Case ID: fla-supp_24/html/0027-01.html
Source: Caselaw Access Project
Author: {"author": "\n      HENRY L. BALABAN, Circuit Judge.", "license": "Public Domain", "url": "https://static.case.law/"}
Date Created: 2024-08-24T03:29:51.129683

GRANDE, et al v. SHIELDS.
    No. 62-L-388.
    Circuit Court, Dade County.
    January 28, 1964.
    Alfred Gustinger, Jr., Miami, for plaintiff.
    Richard J. Thornton of Walton, Lantaff, Schroeder, Atkins, Carson & Wahl, Miami, for defendant.
   HENRY L. BALABAN, Circuit Judge.

This cause came on for hearing upon plaintiffs’ motion for new trial, and, after hearing argument of counsel for the respective parties on two occasions, and after reviewing and considering authorities cited by both counsel and conducting independent research, it is found and determined that plaintiffs’ motion for new trial should be denied.

The trial jurors, as reasonable men, could have found the verdicts they did. It matters not that the court might have reached a different result. The jury was not required to believe testimony of the minor plaintiff or his father regarding injury, pain or disability. It was at liberty to accept or reject the doctors’ opinions in the light of its own appraisal of plaintiffs’ testimony. See Shaw v. Puleo, Supreme Court of Florida, Case No. 32,717, Opinion filed January 8, 1964, and cases cited therein [159 So.2d 641].

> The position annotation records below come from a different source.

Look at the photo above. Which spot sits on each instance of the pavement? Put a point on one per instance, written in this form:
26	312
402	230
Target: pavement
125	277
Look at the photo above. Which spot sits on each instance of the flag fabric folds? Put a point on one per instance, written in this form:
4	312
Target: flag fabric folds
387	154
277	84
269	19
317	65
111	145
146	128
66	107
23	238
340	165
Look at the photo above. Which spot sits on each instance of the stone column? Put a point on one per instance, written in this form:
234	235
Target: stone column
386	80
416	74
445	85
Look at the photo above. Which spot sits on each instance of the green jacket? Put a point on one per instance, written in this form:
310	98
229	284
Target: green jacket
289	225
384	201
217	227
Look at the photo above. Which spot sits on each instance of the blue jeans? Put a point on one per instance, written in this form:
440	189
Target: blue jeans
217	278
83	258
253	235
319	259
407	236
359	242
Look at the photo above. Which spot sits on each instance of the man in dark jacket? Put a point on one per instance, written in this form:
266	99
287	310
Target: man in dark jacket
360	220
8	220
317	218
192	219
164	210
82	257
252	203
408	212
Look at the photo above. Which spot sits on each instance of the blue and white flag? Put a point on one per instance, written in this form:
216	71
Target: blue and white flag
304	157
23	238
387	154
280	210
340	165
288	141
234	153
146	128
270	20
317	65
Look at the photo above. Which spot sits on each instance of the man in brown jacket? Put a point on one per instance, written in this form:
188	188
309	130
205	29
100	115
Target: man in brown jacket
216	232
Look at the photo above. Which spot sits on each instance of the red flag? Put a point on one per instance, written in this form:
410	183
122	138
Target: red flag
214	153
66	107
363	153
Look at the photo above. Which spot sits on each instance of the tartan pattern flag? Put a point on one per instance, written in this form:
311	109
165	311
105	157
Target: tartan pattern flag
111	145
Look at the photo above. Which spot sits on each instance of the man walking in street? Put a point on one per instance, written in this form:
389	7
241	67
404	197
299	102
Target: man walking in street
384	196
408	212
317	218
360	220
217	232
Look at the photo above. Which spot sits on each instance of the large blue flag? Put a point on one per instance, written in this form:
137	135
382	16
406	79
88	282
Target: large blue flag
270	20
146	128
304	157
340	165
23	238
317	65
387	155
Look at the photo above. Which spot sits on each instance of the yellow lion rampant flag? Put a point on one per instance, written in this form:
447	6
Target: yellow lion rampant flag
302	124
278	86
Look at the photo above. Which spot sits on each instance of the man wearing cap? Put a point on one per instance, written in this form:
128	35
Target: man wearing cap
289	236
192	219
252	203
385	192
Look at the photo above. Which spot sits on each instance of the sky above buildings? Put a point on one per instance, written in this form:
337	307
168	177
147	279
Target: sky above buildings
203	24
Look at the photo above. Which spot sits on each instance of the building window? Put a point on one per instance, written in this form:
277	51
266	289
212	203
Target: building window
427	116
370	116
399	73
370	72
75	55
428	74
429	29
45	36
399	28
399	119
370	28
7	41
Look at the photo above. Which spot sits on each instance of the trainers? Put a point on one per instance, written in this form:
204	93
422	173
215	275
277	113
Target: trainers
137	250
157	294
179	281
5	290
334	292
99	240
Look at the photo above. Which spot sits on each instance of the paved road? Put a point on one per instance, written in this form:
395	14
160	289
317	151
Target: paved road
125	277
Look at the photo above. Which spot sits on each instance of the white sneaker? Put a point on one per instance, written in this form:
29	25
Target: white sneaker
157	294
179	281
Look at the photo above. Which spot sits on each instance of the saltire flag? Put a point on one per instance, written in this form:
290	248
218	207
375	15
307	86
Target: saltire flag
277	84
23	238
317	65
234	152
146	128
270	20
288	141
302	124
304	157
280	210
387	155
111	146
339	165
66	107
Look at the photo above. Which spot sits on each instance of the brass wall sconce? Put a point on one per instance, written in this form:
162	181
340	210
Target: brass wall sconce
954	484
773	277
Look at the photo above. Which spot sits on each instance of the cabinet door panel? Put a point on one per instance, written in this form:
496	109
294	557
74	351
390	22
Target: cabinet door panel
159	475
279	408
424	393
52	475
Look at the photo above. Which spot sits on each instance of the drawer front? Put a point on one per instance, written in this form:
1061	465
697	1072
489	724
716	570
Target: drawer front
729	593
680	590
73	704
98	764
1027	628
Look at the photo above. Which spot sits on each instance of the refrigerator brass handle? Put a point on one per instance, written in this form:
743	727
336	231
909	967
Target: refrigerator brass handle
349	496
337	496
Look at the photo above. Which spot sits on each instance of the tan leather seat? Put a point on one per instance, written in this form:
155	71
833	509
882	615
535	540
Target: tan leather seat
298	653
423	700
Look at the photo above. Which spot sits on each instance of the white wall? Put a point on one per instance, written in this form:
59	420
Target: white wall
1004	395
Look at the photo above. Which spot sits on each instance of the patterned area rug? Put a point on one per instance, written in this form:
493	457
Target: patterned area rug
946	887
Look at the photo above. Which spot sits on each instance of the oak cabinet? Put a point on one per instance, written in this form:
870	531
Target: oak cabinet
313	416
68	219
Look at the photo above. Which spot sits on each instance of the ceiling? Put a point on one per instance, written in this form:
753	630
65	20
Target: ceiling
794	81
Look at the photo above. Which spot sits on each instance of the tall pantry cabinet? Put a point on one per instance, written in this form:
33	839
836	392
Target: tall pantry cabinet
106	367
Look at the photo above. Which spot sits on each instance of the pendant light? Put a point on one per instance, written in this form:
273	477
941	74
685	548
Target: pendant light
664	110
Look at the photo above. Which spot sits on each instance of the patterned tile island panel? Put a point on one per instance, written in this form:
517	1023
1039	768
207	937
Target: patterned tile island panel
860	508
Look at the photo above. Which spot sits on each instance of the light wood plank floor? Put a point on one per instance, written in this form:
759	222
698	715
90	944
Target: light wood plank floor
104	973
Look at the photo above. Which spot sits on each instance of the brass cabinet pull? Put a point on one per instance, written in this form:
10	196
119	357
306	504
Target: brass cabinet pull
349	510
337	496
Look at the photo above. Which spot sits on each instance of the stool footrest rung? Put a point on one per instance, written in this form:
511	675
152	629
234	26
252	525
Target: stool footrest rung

While the type of injury claimed in this case may be productive of pain, it is not necessarily so. It is common knowledge that doctors’ opinions concerning the presence or absence of pain are based, for the most part, on the patient’s subjective responses to the doctor’s examination. Ordinarily, a doctor accepts his patient’s complaints and attempts to treat them to make them go away. A trial jury, on the other hand, is at liberty to find, as apparently this one did, that the minor plaintiff did not actually experience the pain he claimed. The presence or absence of pain is a factual question for the jury. Accordingly, neither a plaintiff’s assertions nor a doctor’s opinion with regard thereto is final or binding on the court or jury. Even if the jury finds that a minor plaintiff suffered no appreciable pain warranting a money verdict, the same jury is not precluded from reimbursing the co-plaintiff father for all or a portion of the medical expenses he incurred for finding out whether the minor plaintiff was injured, or even for treatment of claimed ailments. This is particularly true where, as here, the evidence concerning the pain was in conflict (as distinguished from the uncontradicted testimony on that subject in Smith v. City of Miami, Fla. App. 1963, 153 So.2d 62 and Hatchell v. Hayes, Fla. App. 1963, 157 So.2d 855). Upon the record here this court cannot fault the apparent views of the jury that while it may be prudent for a person to seek medical advice to assure that he has suffered no internal or external injuries as the result of an accident, and that he should be reimbursed for the expense incident to such medical appraisal, it does not necessarily follow that such person is additionally entitled to compensation for pain and suffering merely because he claims to have suffered pain following the accident.

Accordingly, it is ordered and adjudged that plaintiffs’ motion for new trial be and the same is hereby denied.